Très sensible au caractère trop « policé » de la société japonaise, le photographe anglais a travaillé sur l’embourgeoisement des quartiers de Tokyo. « La ville est un espace qui se réinvente toujours, mais les petits quartiers qui s’embourgeoisent perdent de leur caractère originel et de leur charme, déplore-t-il. Le sujet est plus complexe qu’il n’y paraît : le Japon vieillit et beaucoup de vieux quartiers se vident lorsque les gens prennent leur retraite et s’éloignent. Les familles plus jeunes cherchent des villes nouvelles avec des grandes enseignes et des parcs pour enfants. J’ai pris cette photo de personnes regardant une maquette du projet de réaménagement prévu pour Shibuya. »

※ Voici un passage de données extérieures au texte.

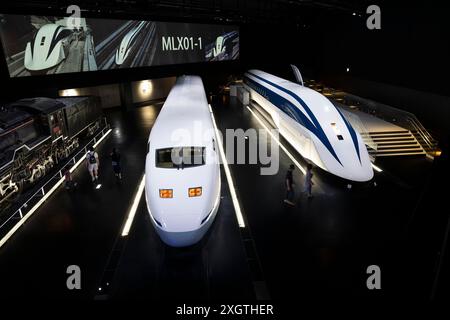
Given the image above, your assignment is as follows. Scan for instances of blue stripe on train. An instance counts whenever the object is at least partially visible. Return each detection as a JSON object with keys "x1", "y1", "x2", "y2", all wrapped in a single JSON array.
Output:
[
  {"x1": 249, "y1": 72, "x2": 361, "y2": 164},
  {"x1": 245, "y1": 73, "x2": 342, "y2": 165}
]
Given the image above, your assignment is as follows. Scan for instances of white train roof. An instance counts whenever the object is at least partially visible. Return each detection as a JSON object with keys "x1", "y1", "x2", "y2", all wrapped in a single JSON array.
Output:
[{"x1": 149, "y1": 76, "x2": 212, "y2": 149}]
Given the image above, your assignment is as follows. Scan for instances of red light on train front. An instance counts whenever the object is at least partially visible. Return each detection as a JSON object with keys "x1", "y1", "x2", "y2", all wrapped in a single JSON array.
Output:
[
  {"x1": 188, "y1": 187, "x2": 202, "y2": 197},
  {"x1": 159, "y1": 189, "x2": 173, "y2": 198}
]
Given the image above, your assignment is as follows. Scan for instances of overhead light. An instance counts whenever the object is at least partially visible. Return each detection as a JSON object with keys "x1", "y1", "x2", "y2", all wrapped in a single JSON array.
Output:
[
  {"x1": 372, "y1": 163, "x2": 383, "y2": 172},
  {"x1": 59, "y1": 89, "x2": 80, "y2": 97}
]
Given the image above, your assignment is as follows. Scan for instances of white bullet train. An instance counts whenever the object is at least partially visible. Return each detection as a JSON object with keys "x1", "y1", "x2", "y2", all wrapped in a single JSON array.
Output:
[
  {"x1": 115, "y1": 21, "x2": 147, "y2": 66},
  {"x1": 24, "y1": 23, "x2": 73, "y2": 71},
  {"x1": 244, "y1": 70, "x2": 373, "y2": 182},
  {"x1": 145, "y1": 76, "x2": 220, "y2": 247}
]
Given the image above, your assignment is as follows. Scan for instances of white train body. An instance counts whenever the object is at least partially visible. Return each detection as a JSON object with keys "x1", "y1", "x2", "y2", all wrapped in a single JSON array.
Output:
[
  {"x1": 24, "y1": 24, "x2": 72, "y2": 71},
  {"x1": 145, "y1": 76, "x2": 220, "y2": 247},
  {"x1": 244, "y1": 70, "x2": 373, "y2": 182},
  {"x1": 115, "y1": 21, "x2": 146, "y2": 66}
]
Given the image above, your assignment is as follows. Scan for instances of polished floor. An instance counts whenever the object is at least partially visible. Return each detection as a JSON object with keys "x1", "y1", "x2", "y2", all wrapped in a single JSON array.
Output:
[{"x1": 0, "y1": 97, "x2": 448, "y2": 301}]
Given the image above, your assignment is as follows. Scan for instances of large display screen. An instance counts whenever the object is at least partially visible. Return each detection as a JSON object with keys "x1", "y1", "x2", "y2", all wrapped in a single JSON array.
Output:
[{"x1": 0, "y1": 14, "x2": 239, "y2": 77}]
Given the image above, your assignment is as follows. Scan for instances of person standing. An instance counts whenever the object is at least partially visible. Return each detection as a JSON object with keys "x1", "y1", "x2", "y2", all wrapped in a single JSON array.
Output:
[
  {"x1": 86, "y1": 147, "x2": 100, "y2": 182},
  {"x1": 305, "y1": 163, "x2": 314, "y2": 199},
  {"x1": 284, "y1": 164, "x2": 295, "y2": 206},
  {"x1": 110, "y1": 148, "x2": 122, "y2": 180}
]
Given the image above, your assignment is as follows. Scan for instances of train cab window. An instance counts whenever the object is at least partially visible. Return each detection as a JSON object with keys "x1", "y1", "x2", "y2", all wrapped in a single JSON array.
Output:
[{"x1": 156, "y1": 147, "x2": 205, "y2": 169}]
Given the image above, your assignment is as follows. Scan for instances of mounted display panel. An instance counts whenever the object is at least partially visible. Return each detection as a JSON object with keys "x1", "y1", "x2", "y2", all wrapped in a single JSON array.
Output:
[{"x1": 0, "y1": 14, "x2": 239, "y2": 77}]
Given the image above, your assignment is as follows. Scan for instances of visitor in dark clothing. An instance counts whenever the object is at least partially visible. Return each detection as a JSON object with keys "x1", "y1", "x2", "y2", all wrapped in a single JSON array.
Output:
[
  {"x1": 284, "y1": 164, "x2": 295, "y2": 206},
  {"x1": 110, "y1": 148, "x2": 122, "y2": 179}
]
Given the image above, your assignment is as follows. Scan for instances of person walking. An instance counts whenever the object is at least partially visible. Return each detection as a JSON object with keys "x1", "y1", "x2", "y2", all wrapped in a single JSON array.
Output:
[
  {"x1": 110, "y1": 148, "x2": 122, "y2": 180},
  {"x1": 64, "y1": 166, "x2": 77, "y2": 190},
  {"x1": 86, "y1": 147, "x2": 100, "y2": 182},
  {"x1": 284, "y1": 164, "x2": 295, "y2": 206},
  {"x1": 305, "y1": 163, "x2": 314, "y2": 199}
]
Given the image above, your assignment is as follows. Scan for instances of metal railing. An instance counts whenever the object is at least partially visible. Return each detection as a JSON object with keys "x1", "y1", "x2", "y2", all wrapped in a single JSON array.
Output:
[
  {"x1": 0, "y1": 123, "x2": 112, "y2": 247},
  {"x1": 343, "y1": 93, "x2": 438, "y2": 154}
]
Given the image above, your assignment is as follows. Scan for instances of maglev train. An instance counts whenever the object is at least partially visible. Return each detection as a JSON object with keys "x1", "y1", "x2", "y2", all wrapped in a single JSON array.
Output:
[
  {"x1": 115, "y1": 21, "x2": 146, "y2": 66},
  {"x1": 244, "y1": 70, "x2": 373, "y2": 182},
  {"x1": 145, "y1": 76, "x2": 220, "y2": 247},
  {"x1": 24, "y1": 23, "x2": 73, "y2": 71}
]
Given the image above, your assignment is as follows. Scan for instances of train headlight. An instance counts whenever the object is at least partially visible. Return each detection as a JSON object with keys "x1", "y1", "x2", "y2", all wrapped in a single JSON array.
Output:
[
  {"x1": 189, "y1": 187, "x2": 202, "y2": 197},
  {"x1": 159, "y1": 189, "x2": 173, "y2": 198}
]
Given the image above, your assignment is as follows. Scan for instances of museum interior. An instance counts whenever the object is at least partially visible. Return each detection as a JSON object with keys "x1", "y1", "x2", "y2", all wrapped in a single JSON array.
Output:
[{"x1": 0, "y1": 0, "x2": 450, "y2": 312}]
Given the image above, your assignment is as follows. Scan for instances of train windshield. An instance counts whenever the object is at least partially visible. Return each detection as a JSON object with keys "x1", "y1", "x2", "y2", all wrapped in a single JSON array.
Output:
[{"x1": 156, "y1": 147, "x2": 205, "y2": 169}]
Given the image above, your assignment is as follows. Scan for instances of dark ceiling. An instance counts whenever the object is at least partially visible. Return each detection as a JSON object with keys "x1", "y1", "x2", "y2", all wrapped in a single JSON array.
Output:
[{"x1": 0, "y1": 0, "x2": 372, "y2": 24}]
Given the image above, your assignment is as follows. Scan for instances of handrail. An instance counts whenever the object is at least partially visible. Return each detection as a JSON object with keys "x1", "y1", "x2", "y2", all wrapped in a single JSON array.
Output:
[
  {"x1": 0, "y1": 119, "x2": 111, "y2": 239},
  {"x1": 332, "y1": 92, "x2": 437, "y2": 154}
]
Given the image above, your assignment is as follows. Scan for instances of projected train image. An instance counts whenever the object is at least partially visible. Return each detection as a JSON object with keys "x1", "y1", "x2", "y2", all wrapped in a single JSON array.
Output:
[
  {"x1": 0, "y1": 14, "x2": 239, "y2": 77},
  {"x1": 244, "y1": 70, "x2": 373, "y2": 182},
  {"x1": 145, "y1": 76, "x2": 220, "y2": 247}
]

Damon Coulter aime illustrer une problématique sociale par une image religieuse. D’où cette photographie d’un prêtre japonais dans une église de Hamamatsu. « Nous nous sommes rendus dans cette ville juste après le choc Lehman Brothers parce que nous avions entendu que de nombreux travailleurs immigrés brésiliens et péruviens, la plupart d’origine japonaise, avaient été brutalement licenciés, » raconte le photographe. Ce manque de compassion envers les pauvres et les étrangers avait quelque chose de choquant. Lorsque ces travailleurs sont rentrés chez eux, ils ont trouvé leurs affaires étalées dans la rue et la serrure de leur porte avait été changée. Ces migrants éprouvaient beaucoup de colère, eux qui ont tendance à avoir un fort sentiment d’appartenance à l’identité japonaise, jusqu’à ce qu’ils viennent au Japon où on leur a fait fortement sentir qu’ils n’étaient pas assez japonais. En réaction, beaucoup ont haï le pays et ont activement développé la partie sud-américaine de leur culture, comme leur attachement à l’Église catholique et au Carnaval. En effet, l’Eglise catholique dans laquelle je me suis rendue aide de nombreux pauvres et sans-abri dans la ville. »
Retrouvez les photos de Japan Street Lens sur le site web du collectif et son compte instagram.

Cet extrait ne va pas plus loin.